Bahribantenreborn.net | Di negeri yang katanya berlandaskan keadilan sosial, rakyat justru kian terhimpit. Pemimpin sibuk memainkan panggung kekuasaan, melontarkan kata manis dan janji yang berulang kali diingkari, sementara rakyat hanya menunggu keajaiban yang tak pernah datang.
Gelombang amarah pecah di Pati pada 13 Agustus 2025. Kenaikan Pajak Bumi dan Bangunan (PBB) hingga 250 persen menjadi pemicu ledakan protes. Meski pemerintah daerah buru-buru membatalkan kebijakan tersebut, bara ketidakpuasan belum padam. Tuntutan lain—yang menyangkut keadilan dan transparansi—masih menggantung di udara.
Pepatah Jawa "Nglindhungi awake dhewe" (melindungi diri sendiri) tampaknya pas untuk menggambarkan sikap pemerintah saat ini: sibuk mengamankan posisi sendiri, sementara penderitaan rakyat hanya dijadikan catatan kaki.
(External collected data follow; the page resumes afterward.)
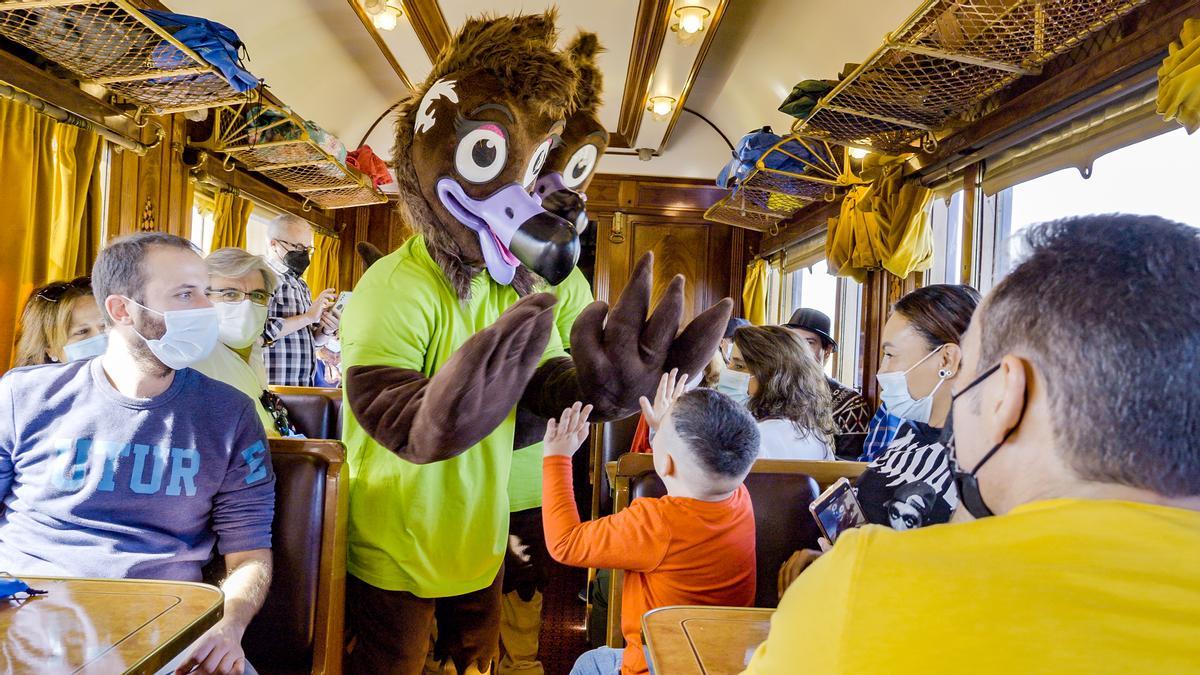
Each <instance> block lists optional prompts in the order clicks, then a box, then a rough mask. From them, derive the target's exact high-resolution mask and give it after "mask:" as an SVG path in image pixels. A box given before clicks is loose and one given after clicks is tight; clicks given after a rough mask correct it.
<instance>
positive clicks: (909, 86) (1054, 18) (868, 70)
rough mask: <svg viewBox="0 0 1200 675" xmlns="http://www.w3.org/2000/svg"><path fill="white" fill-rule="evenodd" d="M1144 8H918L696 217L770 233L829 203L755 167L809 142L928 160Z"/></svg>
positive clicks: (1039, 1)
mask: <svg viewBox="0 0 1200 675" xmlns="http://www.w3.org/2000/svg"><path fill="white" fill-rule="evenodd" d="M1145 2H1146V0H926V1H925V2H924V4H923V5H922V6H920V7H918V8H917V11H916V12H913V14H912V16H911V17H908V19H907V20H906V22H905V23H904V24H902V25H901V26H900V28H899V29H898V30H896V31H894V32H893V34H890V35H889V36H888V37H887V40H886V42H884V43H883V44H882V46H881V47H880V48H878V49H876V50H875V53H872V54H871V55H870V58H868V59H866V61H864V62H863V64H862V65H859V66H858V67H857V68H854V71H853V72H851V73H850V74H848V76H847V77H846V78H845V79H842V80H841V82H839V83H838V84H836V86H834V88H833V89H832V90H830V91H829V92H828V94H826V95H824V96H822V97H821V100H820V101H818V102H817V103H816V106H814V108H812V112H811V113H810V114H809V117H808V118H805V119H803V120H797V121H796V123H793V124H792V135H791V136H788V137H786V138H784V139H782V141H781V142H780V143H778V144H775V145H774V147H772V148H770V149H769V150H768V151H767V154H764V155H763V157H762V159H761V160H760V161H758V163H757V166H756V168H755V169H754V171H752V172H750V174H749V175H748V177H746V178H745V180H744V181H743V183H742V184H740V185H738V186H737V187H734V189H733V191H732V192H731V193H730V195H728V196H727V197H725V198H724V199H721V201H720V202H718V203H716V204H714V205H713V207H712V208H709V209H708V211H706V214H704V217H706V219H708V220H712V221H715V222H724V223H727V225H733V226H737V227H746V228H750V229H758V231H763V232H775V231H778V227H779V225H780V223H781V222H782V221H785V220H787V219H790V217H792V216H793V215H794V214H796V211H797V210H799V209H802V208H804V207H806V205H808V204H810V203H812V202H815V201H817V199H821V198H826V199H833V198H836V195H835V187H836V185H838V184H836V183H835V184H834V185H830V186H829V189H828V190H824V191H817V190H815V189H811V187H808V186H809V185H810V184H812V183H814V181H815V180H814V177H809V175H788V177H782V178H790V179H794V180H796V181H797V185H790V184H787V181H781V180H780V179H781V177H780V175H778V173H779V172H773V171H772V169H769V168H767V167H766V166H764V161H763V160H767V157H768V155H769V154H770V153H776V151H779V148H780V147H781V145H782V144H785V143H788V142H792V141H800V139H808V141H809V142H823V143H830V144H839V145H847V147H854V148H862V149H865V150H872V151H882V153H888V154H906V153H916V151H917V150H920V149H923V150H926V151H928V150H932V149H935V148H936V145H937V139H938V135H940V133H941V135H944V132H946V130H947V127H949V126H950V125H952V123H953V121H954V120H955V119H956V118H960V117H961V115H964V114H965V113H968V112H971V110H972V109H973V108H976V107H977V106H978V104H979V103H980V102H983V101H984V100H986V98H988V97H990V96H991V95H994V94H996V92H997V91H1000V90H1001V89H1003V88H1006V86H1008V85H1009V84H1012V83H1013V82H1015V80H1016V79H1019V78H1020V77H1024V76H1027V74H1036V73H1039V72H1040V70H1042V66H1043V65H1045V64H1046V62H1048V61H1050V60H1051V59H1054V58H1055V56H1057V55H1060V54H1062V53H1064V52H1067V50H1069V49H1072V48H1073V47H1075V46H1078V44H1079V43H1080V42H1082V41H1084V40H1086V38H1087V37H1090V36H1092V35H1093V34H1096V32H1098V31H1100V30H1103V29H1104V28H1105V26H1108V25H1109V24H1111V23H1112V22H1115V20H1117V19H1118V18H1121V17H1122V16H1124V14H1126V13H1128V12H1130V11H1133V10H1134V8H1136V7H1139V6H1140V5H1144V4H1145ZM805 173H808V172H805ZM826 178H828V177H826ZM817 183H820V181H817ZM814 192H817V193H814Z"/></svg>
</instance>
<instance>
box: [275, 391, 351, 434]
mask: <svg viewBox="0 0 1200 675" xmlns="http://www.w3.org/2000/svg"><path fill="white" fill-rule="evenodd" d="M271 392H274V393H275V394H276V395H278V396H280V399H281V400H282V401H283V406H284V407H286V408H288V419H290V420H292V425H293V426H295V430H296V431H298V432H300V434H304V435H305V436H307V437H308V438H341V437H342V417H341V408H342V390H341V389H326V388H323V387H271Z"/></svg>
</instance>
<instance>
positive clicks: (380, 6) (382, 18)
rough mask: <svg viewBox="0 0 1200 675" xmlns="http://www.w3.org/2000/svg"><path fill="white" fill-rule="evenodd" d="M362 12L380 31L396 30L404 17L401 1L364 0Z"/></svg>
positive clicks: (390, 0)
mask: <svg viewBox="0 0 1200 675" xmlns="http://www.w3.org/2000/svg"><path fill="white" fill-rule="evenodd" d="M362 10H364V11H366V13H367V14H368V16H370V17H371V23H372V24H374V26H376V28H377V29H379V30H395V29H396V23H397V22H398V20H400V17H402V16H404V10H403V7H402V6H401V4H400V0H362Z"/></svg>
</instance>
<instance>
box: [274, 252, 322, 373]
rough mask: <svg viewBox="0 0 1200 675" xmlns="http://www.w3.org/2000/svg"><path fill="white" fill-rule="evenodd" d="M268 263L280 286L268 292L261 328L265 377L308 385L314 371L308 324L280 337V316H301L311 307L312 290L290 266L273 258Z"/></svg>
mask: <svg viewBox="0 0 1200 675" xmlns="http://www.w3.org/2000/svg"><path fill="white" fill-rule="evenodd" d="M268 262H269V263H270V265H271V269H274V270H275V273H276V274H277V275H278V276H280V287H278V288H276V289H275V294H274V295H271V304H270V305H269V306H268V309H266V328H265V329H264V330H263V341H264V342H265V344H266V348H265V350H263V356H264V357H265V360H266V378H268V381H269V382H270V383H271V384H274V386H277V387H312V382H313V377H314V376H316V374H317V358H316V350H317V345H316V344H314V342H313V335H312V327H307V325H306V327H304V328H301V329H300V330H296V331H295V333H292V334H290V335H284V336H282V337H280V331H281V330H282V329H283V319H284V318H290V317H293V316H296V315H302V313H304V312H306V311H308V307H311V306H312V293H311V292H310V291H308V285H307V283H305V281H304V279H300V277H299V276H296V275H295V274H294V273H293V271H292V270H290V269H288V268H287V267H284V265H282V264H277V263H276V262H275V261H268Z"/></svg>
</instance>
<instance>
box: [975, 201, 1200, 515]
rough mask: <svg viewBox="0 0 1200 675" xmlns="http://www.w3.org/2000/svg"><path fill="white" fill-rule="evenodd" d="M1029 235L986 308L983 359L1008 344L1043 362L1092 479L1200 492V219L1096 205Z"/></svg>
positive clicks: (982, 360) (1084, 477) (1006, 349)
mask: <svg viewBox="0 0 1200 675" xmlns="http://www.w3.org/2000/svg"><path fill="white" fill-rule="evenodd" d="M1025 243H1026V246H1027V250H1028V256H1027V257H1026V258H1025V259H1024V261H1022V262H1021V263H1020V264H1019V265H1018V267H1016V269H1014V270H1013V271H1012V273H1010V274H1009V275H1008V276H1007V277H1004V280H1003V281H1001V282H1000V283H998V285H997V286H996V288H995V289H992V292H991V294H990V295H989V297H988V300H986V303H985V304H984V307H983V309H982V310H980V317H979V329H980V337H982V350H980V360H979V368H978V370H979V371H983V370H984V369H986V368H990V366H991V365H992V364H994V363H996V362H997V360H998V359H1000V358H1001V357H1003V356H1004V354H1007V353H1014V354H1019V356H1022V357H1025V358H1028V359H1030V360H1031V362H1032V363H1033V364H1034V365H1036V366H1037V369H1038V371H1039V372H1040V375H1042V376H1043V377H1044V378H1045V381H1046V396H1048V399H1049V401H1050V408H1051V412H1052V414H1054V418H1055V423H1054V434H1055V440H1056V441H1057V443H1058V446H1060V447H1061V448H1062V450H1063V452H1064V458H1066V459H1067V461H1068V462H1069V464H1070V466H1072V468H1074V470H1075V472H1076V473H1079V476H1080V477H1082V478H1084V479H1087V480H1097V482H1103V483H1116V484H1122V485H1130V486H1134V488H1141V489H1145V490H1152V491H1154V492H1158V494H1160V495H1165V496H1169V497H1182V496H1193V495H1200V389H1198V384H1196V383H1198V382H1200V323H1198V317H1200V229H1196V228H1192V227H1188V226H1186V225H1181V223H1177V222H1172V221H1169V220H1165V219H1162V217H1157V216H1136V215H1124V214H1111V215H1094V216H1082V217H1072V219H1066V220H1058V221H1054V222H1046V223H1043V225H1038V226H1033V227H1032V228H1030V231H1028V232H1027V234H1026V235H1025Z"/></svg>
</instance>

Undang-Undang Nomor 28 Tahun 2009 memang memberi kewenangan daerah menetapkan tarif PBB-P2, tetapi kewenangan itu seharusnya diiringi asas keadilan dan keterbukaan. Fakta di lapangan menunjukkan sebaliknya: kebijakan diambil tanpa sosialisasi, tanpa empati, dan minim logika.
Protes serupa merembet ke daerah lain. Di Bone, Sulawesi Selatan, mahasiswa menolak kenaikan PBB-P2 hingga 300 persen. Di Jombang, Jawa Timur, lonjakan hingga 1.202 persen memicu ribuan warga turun ke jalan, bahkan ada yang membayar pajak dengan koin recehan sebagai bentuk sindiran pedas.
Di Ambarawa, Jawa Tengah, kenaikan 441 persen juga memantik kemarahan warga karena dianggap menyalahi PP Nomor 46 Tahun 2013 yang mengatur prosedur penetapan tarif PBB.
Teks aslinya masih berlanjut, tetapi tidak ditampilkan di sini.